When MCP does not make sense:
- Standalone consumer mobile app with your own UI.
- Discord or Slack bot (you still need your own host).
- Web chat where you need fine-grained control over prompts.
For consumer apps with your own UI, the direct API integration pattern shown above is the right call.
What can go wrong
- Context window blow-out. If you naively dump the full natal chart JSON into the prompt, you hit token limits fast and pay extra inference cost per turn. The
/p/astrology-chat-api/contextendpoint pre-summarizes specifically to avoid this. Use it. - LLM invents placements. Always include an explicit instruction in the system prompt to use only the provided data. Add a fallback: if the user asks about something not in the provided context, the bot should say "I don't have that data on hand" rather than guess.
- Conversation drift. Conversation transcripts grow unbounded. Truncate to the last 10 turns or use sliding-window summarization to keep token costs predictable.
- Daily transit cache miss spikes. If your cache evicts at 03:00 UTC for all users at once, you get a thundering herd against the API at peak. Stagger cache TTLs by user-hash modulo a few hours to spread the load.
Internal links
- /p/astrology-chat-api — LLM-shaped chart and transit summary endpoint.
- /p/personalized-horoscopes-api — daily personalized horoscope content.
- /p/natal-api — birth chart foundation, cached per user.
- /p/tarot-api — tarot draws as a chatbot feature.

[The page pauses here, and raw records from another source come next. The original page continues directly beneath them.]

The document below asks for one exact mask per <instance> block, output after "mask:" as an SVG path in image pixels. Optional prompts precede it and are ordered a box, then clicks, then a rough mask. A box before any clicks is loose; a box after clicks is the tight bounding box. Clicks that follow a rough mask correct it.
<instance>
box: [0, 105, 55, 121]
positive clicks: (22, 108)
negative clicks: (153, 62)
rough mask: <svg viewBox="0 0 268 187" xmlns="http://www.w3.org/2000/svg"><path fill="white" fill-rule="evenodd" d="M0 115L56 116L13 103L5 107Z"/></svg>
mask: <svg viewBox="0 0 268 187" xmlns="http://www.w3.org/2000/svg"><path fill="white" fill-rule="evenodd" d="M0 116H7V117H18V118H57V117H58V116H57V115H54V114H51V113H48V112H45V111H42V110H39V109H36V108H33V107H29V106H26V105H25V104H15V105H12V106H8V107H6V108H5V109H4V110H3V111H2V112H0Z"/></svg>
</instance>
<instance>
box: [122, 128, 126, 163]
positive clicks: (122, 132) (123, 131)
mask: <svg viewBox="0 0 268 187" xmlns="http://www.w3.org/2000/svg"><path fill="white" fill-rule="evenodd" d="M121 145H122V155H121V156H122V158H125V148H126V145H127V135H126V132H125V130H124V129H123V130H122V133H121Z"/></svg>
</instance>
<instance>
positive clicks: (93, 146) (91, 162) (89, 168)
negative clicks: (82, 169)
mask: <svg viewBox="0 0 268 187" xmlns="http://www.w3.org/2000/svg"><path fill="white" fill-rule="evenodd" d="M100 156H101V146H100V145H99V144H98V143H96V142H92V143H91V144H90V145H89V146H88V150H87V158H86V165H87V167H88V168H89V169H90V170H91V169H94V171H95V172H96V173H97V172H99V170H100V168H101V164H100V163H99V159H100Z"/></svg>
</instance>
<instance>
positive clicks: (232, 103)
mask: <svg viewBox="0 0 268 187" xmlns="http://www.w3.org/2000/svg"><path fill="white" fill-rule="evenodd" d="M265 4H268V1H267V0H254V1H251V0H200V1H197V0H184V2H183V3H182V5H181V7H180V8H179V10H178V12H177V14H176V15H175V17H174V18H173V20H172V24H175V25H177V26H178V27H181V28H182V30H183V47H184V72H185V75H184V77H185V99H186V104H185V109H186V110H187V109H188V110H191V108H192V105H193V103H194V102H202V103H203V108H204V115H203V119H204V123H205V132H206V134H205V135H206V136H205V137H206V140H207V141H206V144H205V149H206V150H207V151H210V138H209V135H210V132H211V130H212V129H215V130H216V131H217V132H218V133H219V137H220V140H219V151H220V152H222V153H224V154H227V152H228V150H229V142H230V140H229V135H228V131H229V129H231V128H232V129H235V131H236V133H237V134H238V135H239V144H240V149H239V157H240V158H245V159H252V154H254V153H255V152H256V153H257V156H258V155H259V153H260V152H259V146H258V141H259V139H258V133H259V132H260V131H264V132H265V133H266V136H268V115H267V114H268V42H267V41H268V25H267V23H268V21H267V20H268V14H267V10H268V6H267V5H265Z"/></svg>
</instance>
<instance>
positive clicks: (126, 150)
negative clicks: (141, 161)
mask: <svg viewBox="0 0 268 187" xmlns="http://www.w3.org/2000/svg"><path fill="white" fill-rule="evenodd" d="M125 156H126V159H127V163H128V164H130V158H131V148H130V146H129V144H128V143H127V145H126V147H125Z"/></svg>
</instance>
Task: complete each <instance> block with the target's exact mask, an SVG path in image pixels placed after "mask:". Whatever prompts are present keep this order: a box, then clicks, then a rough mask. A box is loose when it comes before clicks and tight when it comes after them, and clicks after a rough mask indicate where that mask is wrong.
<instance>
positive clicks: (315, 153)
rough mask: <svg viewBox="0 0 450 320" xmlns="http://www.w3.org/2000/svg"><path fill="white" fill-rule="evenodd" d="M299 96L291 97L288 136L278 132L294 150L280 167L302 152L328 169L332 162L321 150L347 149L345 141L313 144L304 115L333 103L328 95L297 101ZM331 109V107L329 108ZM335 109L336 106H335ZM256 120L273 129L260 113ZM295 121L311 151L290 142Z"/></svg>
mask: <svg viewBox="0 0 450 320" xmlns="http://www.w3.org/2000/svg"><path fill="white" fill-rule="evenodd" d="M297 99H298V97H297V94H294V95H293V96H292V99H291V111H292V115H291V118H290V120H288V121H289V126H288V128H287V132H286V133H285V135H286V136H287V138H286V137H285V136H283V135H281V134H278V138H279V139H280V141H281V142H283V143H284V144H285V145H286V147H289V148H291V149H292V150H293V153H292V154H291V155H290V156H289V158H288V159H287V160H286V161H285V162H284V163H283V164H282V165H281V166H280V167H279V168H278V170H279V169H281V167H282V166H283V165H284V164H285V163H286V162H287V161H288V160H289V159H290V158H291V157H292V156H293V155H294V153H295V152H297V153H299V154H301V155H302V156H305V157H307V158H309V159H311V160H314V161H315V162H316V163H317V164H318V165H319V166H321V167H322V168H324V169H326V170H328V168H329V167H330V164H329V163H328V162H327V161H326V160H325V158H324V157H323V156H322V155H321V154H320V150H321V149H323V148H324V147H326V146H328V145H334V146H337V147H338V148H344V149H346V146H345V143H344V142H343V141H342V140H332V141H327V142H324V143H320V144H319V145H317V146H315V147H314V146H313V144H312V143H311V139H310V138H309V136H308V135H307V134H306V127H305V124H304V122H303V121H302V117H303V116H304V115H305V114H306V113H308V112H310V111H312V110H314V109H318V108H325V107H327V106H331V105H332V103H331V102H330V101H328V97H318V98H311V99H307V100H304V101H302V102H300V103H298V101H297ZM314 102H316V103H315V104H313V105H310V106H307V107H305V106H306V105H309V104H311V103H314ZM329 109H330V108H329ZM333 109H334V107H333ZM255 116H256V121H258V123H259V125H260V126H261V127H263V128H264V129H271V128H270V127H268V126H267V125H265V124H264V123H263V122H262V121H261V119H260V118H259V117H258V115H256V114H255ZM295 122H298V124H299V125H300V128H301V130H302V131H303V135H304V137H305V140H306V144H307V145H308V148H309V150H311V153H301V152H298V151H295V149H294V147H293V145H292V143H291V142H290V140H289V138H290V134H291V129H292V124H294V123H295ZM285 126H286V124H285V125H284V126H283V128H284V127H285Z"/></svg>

- /p/synastry-api — compatibility between two users.
- /p/mcp-astrology — Model Context Protocol server for Claude Desktop and custom GPTs.
- /pricing — request tier breakdown.
Wrap-up
10,000 chatbot users runs comfortably on our Business tier ($99/mo, 220,000 requests) with the right caching. The expensive part is LLM inference, not our API. Cache natal data forever, cache daily transit summaries daily, and use the dedicated chat-API endpoint to stay inside LLM token budgets. Skip the integration layer entirely if you're building inside Claude Desktop — MCP makes the bot work out of the box.
The free tier (50 requests/month) is enough to prototype the conversation flow with a single test user before committing to a paid plan.